For any listeners out there who have not had the pleasure of listening to the lush orchestration and folk-pop sounds of ‘The Wizard of Us’ then you’re missing out on something rather special. With the most important ingredient sitting on top of these wondrous sounds being the gorgeous, mellifluous vocals stemming from Iselin herself, it’s hardly surprising that there is a magical reference in the title when the music is so incredibly dreamlike; something of which Solheim is reluctant to disclose when it comes to its secrets.
“When I write I kind of go into my own bubble, my own world. So I guess it’s a little bit hard to define the song [‘The Wizard of Us] in a short sound bite,” she explains while remaining slightly cautious. “I want people, when they listen to my music, to create their own picture of it and I don’t want to help too much as I like to figure out what a song is about. However, I would say that it’s a love song but it’s also about the magical things that can happen.”
Magical things are certainly about to happen for Iselin Solheim in the not-too-distant future as she plans to bring her blend of folk-pop to the masses of Norway for starters with an album loosely pencilled in for later this year and forthcoming live dates. Based on the wonderful delights of ‘The Wizard of Us’, there is only one path Iselin Solheim can now pursue and that is one that is golden.
I want people, when they listen to my music, to create their own picture of it."
FLW - From the Tapes
Iselin Solheim recounts to FLW about the time she decided to audition for Idol.

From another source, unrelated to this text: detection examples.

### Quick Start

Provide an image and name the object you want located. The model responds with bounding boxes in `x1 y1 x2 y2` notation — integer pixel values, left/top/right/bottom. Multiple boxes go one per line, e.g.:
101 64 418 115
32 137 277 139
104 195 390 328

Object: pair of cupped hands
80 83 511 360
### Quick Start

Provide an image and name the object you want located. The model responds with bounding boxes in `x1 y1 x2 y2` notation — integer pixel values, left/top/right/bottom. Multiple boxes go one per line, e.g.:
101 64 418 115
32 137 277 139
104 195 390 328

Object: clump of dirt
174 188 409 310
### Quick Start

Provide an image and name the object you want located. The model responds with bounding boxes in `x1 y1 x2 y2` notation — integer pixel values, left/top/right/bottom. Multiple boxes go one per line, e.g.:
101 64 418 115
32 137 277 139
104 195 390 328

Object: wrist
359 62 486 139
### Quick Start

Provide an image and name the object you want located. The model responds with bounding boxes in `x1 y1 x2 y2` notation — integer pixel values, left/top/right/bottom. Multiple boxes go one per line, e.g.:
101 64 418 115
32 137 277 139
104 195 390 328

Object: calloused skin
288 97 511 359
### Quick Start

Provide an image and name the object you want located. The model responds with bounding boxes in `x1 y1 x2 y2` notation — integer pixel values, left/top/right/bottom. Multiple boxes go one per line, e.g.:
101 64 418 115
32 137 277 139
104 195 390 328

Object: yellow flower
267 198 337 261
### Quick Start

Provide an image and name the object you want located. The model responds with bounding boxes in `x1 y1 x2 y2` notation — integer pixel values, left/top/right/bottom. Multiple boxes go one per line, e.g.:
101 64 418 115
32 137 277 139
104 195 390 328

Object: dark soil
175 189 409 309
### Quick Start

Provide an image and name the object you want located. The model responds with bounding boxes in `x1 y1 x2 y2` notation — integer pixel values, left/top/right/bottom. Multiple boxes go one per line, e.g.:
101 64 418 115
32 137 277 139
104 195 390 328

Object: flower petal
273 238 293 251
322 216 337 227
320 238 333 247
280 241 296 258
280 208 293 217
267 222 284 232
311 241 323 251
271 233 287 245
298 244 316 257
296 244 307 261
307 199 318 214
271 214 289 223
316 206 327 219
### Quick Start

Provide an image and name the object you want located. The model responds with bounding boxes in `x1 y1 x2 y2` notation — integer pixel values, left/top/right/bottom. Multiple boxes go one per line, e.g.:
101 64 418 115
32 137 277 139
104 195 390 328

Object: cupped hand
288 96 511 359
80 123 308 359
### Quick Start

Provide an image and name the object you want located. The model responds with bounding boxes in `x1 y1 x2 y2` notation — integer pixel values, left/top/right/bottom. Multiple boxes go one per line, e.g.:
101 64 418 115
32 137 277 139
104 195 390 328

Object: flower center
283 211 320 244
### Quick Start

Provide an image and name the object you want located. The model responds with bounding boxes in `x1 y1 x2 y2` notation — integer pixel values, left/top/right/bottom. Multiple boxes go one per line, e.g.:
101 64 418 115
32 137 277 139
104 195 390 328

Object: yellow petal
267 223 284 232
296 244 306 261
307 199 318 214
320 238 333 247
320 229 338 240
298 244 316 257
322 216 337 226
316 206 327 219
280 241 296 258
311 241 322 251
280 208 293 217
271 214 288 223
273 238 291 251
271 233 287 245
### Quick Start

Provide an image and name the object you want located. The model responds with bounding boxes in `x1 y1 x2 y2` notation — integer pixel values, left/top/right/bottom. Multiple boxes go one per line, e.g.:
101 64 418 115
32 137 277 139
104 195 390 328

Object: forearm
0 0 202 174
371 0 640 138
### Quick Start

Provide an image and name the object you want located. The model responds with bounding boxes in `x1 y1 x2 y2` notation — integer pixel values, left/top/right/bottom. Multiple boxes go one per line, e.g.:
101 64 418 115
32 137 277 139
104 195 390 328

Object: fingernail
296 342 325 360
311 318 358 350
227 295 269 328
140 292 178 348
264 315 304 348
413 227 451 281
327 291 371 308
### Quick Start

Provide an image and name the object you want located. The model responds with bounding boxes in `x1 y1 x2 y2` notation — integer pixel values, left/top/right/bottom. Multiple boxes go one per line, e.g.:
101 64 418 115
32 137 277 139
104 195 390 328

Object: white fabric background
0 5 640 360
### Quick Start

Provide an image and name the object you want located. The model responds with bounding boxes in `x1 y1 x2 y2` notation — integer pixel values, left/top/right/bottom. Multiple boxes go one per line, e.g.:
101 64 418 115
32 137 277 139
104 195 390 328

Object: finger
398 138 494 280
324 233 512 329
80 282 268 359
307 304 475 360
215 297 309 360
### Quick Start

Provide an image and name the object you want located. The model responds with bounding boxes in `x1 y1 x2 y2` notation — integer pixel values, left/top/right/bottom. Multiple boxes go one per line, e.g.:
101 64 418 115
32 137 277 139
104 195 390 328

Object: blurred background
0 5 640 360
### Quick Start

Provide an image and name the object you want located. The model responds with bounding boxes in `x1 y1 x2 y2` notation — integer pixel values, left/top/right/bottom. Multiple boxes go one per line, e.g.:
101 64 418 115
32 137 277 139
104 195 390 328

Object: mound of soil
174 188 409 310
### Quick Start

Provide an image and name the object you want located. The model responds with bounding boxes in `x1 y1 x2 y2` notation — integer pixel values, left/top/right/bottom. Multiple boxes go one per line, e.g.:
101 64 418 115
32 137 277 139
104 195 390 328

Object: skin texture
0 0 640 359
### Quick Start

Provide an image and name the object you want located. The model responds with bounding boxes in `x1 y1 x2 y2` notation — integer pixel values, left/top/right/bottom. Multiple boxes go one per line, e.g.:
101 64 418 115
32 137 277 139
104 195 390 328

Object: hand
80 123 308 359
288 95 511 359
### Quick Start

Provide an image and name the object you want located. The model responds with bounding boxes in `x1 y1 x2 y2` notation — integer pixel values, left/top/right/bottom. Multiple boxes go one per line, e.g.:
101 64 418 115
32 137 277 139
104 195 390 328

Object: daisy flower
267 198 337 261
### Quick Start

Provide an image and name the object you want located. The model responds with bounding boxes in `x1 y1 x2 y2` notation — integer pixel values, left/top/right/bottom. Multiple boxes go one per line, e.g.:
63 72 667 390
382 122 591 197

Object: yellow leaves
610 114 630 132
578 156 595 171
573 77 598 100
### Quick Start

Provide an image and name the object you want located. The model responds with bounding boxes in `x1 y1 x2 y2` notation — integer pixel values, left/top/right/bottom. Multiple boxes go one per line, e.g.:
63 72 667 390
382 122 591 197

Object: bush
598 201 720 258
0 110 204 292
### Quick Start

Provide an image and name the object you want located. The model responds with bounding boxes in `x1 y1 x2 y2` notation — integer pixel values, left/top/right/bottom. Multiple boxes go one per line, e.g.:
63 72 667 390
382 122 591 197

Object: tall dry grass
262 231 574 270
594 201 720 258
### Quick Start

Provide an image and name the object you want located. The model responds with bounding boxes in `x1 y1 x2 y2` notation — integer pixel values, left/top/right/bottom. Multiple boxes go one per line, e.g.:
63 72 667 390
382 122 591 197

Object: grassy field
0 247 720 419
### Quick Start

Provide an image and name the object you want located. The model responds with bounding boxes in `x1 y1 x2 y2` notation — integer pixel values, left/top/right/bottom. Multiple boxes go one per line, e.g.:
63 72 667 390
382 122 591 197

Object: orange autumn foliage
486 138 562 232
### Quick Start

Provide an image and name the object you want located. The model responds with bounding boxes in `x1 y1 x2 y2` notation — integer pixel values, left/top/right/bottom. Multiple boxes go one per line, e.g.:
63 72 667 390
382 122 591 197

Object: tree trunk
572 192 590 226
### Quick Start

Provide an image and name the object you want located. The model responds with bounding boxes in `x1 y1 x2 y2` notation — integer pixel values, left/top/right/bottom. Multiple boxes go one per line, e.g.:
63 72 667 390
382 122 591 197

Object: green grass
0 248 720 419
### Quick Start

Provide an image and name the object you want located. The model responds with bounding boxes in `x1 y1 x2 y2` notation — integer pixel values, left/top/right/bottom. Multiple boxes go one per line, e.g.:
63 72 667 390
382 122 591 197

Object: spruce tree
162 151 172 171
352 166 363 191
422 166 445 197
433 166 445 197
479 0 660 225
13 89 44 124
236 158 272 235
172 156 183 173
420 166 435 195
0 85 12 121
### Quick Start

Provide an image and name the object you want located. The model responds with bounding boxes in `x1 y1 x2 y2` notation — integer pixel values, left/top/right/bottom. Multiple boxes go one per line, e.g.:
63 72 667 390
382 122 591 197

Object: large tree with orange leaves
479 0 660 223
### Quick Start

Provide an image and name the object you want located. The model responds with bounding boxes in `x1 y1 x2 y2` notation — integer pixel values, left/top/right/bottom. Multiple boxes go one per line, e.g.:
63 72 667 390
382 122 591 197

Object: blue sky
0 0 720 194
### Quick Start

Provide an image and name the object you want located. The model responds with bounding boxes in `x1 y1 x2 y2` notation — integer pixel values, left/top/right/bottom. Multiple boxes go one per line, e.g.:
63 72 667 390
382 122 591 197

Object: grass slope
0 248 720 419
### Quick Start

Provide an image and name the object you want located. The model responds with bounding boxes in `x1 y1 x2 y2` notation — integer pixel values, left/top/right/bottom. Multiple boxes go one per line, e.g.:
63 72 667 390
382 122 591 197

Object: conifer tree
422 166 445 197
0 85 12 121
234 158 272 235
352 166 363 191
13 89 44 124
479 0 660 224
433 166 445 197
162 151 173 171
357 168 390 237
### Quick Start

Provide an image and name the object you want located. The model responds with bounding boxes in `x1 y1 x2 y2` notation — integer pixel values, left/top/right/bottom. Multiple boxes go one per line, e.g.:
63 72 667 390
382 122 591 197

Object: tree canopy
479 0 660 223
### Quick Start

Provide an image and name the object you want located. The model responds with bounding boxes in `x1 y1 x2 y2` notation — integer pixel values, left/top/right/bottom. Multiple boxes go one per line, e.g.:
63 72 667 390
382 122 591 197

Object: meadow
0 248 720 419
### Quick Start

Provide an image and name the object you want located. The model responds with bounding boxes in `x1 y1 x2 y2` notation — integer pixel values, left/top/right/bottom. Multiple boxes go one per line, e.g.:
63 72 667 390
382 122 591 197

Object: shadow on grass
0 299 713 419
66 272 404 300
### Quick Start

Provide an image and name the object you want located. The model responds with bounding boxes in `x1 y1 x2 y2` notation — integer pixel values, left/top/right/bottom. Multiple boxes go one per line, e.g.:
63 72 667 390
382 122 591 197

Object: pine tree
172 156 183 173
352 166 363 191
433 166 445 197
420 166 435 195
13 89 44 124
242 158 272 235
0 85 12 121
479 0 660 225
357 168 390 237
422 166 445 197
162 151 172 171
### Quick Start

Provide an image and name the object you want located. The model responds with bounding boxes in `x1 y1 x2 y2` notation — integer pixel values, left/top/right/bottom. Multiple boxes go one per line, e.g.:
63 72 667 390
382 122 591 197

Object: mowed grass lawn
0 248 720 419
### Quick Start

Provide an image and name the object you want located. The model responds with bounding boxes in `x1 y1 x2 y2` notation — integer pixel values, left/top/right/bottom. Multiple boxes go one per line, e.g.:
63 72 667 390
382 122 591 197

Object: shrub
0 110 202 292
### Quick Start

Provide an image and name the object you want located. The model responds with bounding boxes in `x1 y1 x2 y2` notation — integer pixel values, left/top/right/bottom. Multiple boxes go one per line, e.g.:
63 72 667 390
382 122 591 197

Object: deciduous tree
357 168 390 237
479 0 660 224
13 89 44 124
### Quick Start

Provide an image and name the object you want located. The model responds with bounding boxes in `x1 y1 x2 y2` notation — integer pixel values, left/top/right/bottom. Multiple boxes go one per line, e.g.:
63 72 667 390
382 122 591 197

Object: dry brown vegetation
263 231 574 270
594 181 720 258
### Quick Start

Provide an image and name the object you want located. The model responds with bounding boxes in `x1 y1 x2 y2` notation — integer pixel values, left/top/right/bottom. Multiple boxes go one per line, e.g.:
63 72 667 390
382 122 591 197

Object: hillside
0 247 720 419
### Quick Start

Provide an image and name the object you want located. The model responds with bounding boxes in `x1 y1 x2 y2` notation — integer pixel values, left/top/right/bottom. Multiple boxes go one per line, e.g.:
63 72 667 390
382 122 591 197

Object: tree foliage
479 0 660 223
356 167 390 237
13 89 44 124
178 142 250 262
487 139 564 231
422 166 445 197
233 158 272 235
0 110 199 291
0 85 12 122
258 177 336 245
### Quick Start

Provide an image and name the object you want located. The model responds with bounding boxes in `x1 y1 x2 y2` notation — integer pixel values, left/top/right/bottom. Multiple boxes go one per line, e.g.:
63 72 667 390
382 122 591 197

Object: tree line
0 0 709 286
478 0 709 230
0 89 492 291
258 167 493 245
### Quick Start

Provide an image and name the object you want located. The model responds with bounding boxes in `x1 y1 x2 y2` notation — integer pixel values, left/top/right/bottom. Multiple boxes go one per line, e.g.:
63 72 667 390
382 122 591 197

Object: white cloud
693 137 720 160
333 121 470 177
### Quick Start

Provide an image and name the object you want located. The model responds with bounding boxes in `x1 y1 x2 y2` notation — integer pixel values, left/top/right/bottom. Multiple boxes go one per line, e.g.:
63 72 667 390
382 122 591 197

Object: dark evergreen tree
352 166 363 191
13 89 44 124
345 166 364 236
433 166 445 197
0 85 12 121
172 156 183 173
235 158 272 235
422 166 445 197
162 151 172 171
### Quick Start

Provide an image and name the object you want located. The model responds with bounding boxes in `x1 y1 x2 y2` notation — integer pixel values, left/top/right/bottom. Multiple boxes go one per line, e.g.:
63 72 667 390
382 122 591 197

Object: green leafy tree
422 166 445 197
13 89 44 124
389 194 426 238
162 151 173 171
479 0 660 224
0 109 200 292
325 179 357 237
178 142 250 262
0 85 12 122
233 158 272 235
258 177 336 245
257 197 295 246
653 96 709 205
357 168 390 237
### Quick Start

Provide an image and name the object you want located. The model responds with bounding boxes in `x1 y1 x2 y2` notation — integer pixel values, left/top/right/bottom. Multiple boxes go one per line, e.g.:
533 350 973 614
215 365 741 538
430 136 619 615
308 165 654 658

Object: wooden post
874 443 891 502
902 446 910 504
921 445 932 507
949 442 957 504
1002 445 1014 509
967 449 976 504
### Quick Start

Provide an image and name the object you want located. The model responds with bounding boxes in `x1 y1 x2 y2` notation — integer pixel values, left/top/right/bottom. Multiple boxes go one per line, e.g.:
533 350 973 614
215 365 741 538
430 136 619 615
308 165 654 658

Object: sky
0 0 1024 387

“I was 16 years old and I was insecure about my abilities in terms of music. I wanted to seek some sort of confirmation from the competition in order to establish my level of ability. I ended up among the top 40 so that was cool, but in the end I felt that I was not mature enough. Also, I freaked out when I realised that there was only 40 [contestants] left and that in order to win I only had to beat the remaining 39! So I was sitting there and just watching everybody around me and thinking 8000 people gone and now there are only 39 left! (FLW struggles to contain its laughter at this point due to Iselin’s humorous recollection of the enormity of the task). I didn’t handle the last challenge well as I thought it was the semi-final but they [the judges] decided to change things with 24 being the final number. At this point I was very tired and it was just too much for me and I couldn’t sleep that weekend and it was three days whereby I was in my own world. They [the judges] told me that they liked me and that they believed in me but they couldn’t take me further in the competition because I was not mature enough. That was not the worst comment because I actually became more motivated and I never thought that I’d get that far anyway. It was a huge thing for me, but I decided to work on my own and if anything it sort of helped me and I’m glad that I didn’t get through the last round as I probably wouldn’t be in the same place as I’m in now.”